This morning, Mary Anne Hobbs played "Windowlicker" on her 6 Music show and I decided that it was time to not listen to Mary Anne Hobbs anymore. Not because she played "Windowlicker", but because she introduced it by saying that the great thing about 6 Music is that it's so brilliant because you can play "Windowlicker" at ten to nine on a Saturday morning, and where else could you do that (I don't know, Mary Anne. Power FM, maybe? Or 2XM? Or any one of a number of Internet radio stations, I'm guessing)? And that's what's so brilliant about 6 Music. Then she actually played "Windowlicker". Then she came back on, laughing about how transgressive and brilliant it was to play such a thing at ten to nine on a Saturday morning, and said, again, how amazing it was to have played it, and how brilliant it was to work for 6 Music. I swear, I am only very slightly paraphrasing.
"Shut up, you tedious bloody woman," I said, and turned off the radio.
Later in the day, I found myself turning off Gilles Peterson for much the same reason. I'm getting tired of people on the BBC telling me how great the BBC is. I know how great the BBC is, I don't need you to keep telling me. I'm listening, aren't I (well, except that I've turned you off)? Why don't you take out some advertising space on ITV to tell people over there how brilliant the BBC is? Isn't that how advertising works?
Then later, after my nap, when you would think I would be feeling less grumpy about people talking, I saw this article in the Independent about how David Attenborough has, to everyone's massive and lasting shock, endorsed Brian Cox as his successor. I'm not convinced.

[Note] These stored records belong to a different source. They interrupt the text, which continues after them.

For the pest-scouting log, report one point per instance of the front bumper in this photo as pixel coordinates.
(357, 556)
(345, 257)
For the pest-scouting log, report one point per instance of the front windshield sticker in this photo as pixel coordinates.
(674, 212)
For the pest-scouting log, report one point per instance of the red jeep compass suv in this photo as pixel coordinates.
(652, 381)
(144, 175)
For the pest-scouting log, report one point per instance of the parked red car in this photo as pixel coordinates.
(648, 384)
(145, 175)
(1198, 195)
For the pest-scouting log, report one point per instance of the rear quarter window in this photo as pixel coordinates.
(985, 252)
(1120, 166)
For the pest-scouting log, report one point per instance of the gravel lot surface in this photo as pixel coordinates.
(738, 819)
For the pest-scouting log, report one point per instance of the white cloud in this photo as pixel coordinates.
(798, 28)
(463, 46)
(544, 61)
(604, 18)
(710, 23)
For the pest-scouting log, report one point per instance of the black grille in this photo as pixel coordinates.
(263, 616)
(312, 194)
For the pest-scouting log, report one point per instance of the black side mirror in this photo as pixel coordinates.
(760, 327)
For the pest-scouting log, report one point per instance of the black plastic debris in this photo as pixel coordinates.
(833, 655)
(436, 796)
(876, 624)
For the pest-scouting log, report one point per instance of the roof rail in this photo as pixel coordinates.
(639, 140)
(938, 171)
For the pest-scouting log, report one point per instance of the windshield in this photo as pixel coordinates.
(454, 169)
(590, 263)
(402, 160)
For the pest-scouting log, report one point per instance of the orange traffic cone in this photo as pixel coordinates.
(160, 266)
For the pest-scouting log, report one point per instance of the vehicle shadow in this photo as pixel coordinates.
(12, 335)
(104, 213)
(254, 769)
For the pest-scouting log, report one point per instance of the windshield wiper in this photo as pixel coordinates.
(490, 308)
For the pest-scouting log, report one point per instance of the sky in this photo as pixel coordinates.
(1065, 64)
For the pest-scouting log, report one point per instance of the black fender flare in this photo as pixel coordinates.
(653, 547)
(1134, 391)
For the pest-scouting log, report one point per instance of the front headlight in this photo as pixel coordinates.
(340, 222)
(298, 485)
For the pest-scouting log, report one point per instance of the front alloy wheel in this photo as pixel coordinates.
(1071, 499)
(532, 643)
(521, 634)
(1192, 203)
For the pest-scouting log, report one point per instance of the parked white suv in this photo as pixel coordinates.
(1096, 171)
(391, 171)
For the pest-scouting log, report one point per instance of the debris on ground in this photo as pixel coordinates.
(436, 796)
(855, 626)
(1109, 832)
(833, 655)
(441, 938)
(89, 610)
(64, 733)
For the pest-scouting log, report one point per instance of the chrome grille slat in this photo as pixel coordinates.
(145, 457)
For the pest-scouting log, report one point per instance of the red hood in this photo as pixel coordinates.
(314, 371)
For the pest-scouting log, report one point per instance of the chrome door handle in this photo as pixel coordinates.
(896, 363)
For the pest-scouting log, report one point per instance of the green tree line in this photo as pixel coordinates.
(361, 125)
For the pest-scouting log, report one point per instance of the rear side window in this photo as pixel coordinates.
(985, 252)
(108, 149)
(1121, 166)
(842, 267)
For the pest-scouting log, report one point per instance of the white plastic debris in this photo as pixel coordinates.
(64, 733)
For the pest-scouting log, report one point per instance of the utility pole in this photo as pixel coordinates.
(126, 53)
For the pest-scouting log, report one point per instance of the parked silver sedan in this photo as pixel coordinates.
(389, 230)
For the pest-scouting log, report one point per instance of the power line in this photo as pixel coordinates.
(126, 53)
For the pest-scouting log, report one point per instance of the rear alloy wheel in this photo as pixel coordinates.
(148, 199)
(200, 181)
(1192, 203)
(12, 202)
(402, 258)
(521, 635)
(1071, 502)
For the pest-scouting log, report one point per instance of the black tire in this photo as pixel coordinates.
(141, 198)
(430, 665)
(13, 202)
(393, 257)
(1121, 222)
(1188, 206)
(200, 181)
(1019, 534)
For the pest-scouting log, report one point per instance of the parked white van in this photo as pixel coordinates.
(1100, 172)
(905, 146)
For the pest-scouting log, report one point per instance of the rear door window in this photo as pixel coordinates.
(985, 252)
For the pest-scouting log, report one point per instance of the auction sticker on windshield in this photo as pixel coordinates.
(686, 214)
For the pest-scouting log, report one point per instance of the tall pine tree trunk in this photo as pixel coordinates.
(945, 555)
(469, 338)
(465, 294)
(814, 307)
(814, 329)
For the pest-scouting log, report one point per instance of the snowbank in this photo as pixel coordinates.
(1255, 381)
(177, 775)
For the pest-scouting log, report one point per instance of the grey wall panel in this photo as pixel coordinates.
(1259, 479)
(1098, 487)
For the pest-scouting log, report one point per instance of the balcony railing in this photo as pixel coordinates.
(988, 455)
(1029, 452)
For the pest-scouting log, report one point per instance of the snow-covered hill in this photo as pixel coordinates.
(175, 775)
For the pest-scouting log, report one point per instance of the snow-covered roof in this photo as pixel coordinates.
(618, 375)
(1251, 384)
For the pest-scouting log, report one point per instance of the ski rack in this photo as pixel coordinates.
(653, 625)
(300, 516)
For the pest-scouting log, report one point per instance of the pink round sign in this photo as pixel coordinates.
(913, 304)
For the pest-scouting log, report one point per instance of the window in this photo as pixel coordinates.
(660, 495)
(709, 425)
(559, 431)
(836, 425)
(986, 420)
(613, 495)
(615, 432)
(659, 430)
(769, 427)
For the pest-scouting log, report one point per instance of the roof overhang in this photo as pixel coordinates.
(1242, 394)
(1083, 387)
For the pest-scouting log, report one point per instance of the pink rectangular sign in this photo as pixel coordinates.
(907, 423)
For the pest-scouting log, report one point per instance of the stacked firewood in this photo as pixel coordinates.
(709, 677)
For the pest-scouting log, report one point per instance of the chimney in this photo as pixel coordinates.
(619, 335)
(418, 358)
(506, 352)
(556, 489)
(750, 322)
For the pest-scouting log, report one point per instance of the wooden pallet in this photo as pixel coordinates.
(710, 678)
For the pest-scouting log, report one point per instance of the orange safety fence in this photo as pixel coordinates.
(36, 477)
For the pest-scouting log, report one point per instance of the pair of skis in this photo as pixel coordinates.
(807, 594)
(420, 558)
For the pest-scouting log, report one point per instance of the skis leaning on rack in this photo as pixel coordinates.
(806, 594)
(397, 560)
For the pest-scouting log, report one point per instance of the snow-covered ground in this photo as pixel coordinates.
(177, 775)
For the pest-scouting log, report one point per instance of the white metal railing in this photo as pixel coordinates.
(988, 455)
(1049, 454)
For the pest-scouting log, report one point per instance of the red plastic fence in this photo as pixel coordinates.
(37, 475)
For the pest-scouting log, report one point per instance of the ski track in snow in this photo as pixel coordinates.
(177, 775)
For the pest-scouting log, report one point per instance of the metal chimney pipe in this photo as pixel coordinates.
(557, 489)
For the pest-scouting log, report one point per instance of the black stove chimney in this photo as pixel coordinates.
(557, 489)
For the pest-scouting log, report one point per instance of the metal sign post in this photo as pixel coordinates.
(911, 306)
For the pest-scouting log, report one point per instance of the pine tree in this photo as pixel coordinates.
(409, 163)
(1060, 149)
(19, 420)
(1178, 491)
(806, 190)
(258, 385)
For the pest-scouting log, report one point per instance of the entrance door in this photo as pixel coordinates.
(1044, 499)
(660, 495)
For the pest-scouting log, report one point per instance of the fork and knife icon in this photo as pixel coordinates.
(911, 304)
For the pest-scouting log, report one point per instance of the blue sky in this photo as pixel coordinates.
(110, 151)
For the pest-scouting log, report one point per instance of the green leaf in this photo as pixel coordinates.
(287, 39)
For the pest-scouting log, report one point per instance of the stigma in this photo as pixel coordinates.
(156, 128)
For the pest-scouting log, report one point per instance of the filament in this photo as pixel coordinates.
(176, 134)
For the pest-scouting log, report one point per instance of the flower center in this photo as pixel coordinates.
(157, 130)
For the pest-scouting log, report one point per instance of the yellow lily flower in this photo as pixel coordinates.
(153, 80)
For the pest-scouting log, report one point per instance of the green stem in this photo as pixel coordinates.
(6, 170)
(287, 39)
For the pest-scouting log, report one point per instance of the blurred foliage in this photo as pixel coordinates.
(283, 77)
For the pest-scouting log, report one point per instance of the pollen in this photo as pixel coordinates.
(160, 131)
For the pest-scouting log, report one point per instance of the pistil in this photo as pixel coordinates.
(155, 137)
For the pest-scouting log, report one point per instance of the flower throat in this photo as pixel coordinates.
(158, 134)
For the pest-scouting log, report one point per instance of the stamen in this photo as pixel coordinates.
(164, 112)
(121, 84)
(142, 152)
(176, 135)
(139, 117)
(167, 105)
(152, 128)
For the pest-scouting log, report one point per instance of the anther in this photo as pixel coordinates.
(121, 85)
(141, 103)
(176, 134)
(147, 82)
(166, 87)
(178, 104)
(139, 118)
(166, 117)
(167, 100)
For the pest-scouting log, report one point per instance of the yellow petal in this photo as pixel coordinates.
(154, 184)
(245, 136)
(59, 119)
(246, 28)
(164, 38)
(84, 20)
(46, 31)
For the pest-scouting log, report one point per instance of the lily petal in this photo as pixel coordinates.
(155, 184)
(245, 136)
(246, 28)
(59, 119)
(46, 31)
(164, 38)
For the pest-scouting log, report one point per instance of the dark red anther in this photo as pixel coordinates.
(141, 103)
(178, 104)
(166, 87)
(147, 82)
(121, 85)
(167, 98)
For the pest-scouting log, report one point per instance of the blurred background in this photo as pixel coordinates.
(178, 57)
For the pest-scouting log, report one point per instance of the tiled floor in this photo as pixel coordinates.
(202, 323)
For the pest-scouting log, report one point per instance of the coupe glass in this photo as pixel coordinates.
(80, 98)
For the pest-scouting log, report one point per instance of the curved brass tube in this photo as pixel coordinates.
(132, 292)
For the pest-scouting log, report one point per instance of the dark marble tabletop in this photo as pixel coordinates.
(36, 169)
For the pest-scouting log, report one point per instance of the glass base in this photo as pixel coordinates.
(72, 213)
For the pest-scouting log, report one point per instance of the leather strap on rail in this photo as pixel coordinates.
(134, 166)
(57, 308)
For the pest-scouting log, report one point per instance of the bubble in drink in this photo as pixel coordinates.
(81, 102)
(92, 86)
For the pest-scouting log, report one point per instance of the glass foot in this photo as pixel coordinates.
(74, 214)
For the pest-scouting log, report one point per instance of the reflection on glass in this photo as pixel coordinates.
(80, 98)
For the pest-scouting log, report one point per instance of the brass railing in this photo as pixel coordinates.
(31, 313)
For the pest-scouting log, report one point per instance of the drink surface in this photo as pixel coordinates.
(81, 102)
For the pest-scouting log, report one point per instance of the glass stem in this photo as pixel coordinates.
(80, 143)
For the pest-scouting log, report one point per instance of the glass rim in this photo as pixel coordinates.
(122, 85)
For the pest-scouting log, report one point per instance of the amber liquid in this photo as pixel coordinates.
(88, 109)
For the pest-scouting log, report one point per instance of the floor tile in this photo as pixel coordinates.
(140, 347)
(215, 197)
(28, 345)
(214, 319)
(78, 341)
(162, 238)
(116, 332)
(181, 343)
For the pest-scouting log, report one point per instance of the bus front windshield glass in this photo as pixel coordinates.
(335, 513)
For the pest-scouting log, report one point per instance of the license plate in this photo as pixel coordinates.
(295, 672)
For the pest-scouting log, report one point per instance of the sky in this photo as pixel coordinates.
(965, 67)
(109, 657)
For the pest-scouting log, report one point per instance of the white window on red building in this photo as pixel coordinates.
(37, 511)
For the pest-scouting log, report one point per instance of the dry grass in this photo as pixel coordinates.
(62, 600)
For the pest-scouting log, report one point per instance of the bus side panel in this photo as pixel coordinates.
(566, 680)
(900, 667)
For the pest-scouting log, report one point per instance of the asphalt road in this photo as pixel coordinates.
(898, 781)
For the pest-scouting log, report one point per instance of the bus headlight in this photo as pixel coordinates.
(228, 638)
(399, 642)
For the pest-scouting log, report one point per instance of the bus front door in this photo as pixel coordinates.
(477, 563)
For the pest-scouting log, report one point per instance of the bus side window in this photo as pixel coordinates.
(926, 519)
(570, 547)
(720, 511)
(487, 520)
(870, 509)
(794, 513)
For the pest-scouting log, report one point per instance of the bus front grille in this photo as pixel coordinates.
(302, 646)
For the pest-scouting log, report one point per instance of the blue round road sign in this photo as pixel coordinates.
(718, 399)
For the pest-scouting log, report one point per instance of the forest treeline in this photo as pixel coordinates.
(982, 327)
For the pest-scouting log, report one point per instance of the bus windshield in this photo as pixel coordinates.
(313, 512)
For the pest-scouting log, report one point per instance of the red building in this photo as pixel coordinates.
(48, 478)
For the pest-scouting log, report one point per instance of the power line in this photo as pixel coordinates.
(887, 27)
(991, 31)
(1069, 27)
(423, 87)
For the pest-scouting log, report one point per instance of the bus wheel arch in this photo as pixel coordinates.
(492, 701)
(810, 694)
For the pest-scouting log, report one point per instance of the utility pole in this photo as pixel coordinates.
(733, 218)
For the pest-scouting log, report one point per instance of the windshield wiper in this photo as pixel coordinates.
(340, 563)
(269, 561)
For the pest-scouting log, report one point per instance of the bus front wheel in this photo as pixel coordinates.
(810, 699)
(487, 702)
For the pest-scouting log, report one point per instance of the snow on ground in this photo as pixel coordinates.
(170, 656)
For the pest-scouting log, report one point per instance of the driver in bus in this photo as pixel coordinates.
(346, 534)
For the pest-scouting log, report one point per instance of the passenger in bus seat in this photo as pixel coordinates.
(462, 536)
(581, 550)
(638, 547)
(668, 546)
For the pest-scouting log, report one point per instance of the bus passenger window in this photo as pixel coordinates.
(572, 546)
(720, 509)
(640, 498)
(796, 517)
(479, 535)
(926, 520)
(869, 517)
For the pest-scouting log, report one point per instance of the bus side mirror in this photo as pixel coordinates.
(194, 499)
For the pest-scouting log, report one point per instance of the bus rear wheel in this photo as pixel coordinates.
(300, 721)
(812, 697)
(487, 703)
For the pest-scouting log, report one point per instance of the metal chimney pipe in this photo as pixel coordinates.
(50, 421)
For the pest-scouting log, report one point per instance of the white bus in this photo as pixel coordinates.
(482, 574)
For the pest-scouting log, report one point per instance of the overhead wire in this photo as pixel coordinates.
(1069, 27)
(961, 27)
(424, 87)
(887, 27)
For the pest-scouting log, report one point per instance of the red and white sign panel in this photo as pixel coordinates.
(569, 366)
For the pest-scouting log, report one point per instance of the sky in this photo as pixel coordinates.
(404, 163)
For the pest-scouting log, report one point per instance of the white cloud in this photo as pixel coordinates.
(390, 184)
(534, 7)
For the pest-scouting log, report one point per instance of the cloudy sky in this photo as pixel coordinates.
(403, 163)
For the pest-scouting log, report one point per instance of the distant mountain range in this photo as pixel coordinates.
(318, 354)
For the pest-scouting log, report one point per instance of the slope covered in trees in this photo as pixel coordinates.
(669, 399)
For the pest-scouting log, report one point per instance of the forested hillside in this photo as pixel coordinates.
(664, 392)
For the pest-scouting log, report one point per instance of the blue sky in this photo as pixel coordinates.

Don't get me wrong, I love Coxy. I want to lie beside him on a hill and have him tell me about the heat death of the universe, over and over again, until I get dizzy and stop caring about the fact that I will never amount to anything because, you know, fucking entropy, man. But I don't want him to be the new presenter of natural history programmes. For one thing, doesn't he really just see animals as arrangements of particles, really? And for another, he's not Mister Telly.
You can see it in his presenting style. Either he's given too many lectures where eyes have glazed over and students have slumped onto the desk to truly believe that what he's saying is interesting to you, or the criticisms about the cost of his shows ("I'm here in Malaysia to show you how water behaves when it falls out of the sky") have got to his producers, and he has to keep telling you how brilliant it all is. Isn't it brilliant? Look at this thing, isn't it amazing?
It is amazing, is the thing. And we get that it's amazing. We don't need you to keep telling us. It's annoying.
3 comments:
I was in the Arndale Centre in Manchester the other day. It was choc full of ads for... The Arndale Centre in Manchester.
Yeah, they do the same thing on E! At least twice during each episode of The Soup, they'll have an ad telling you when The Soup is on.
There is nothing worse than people telling you how brilliant they are.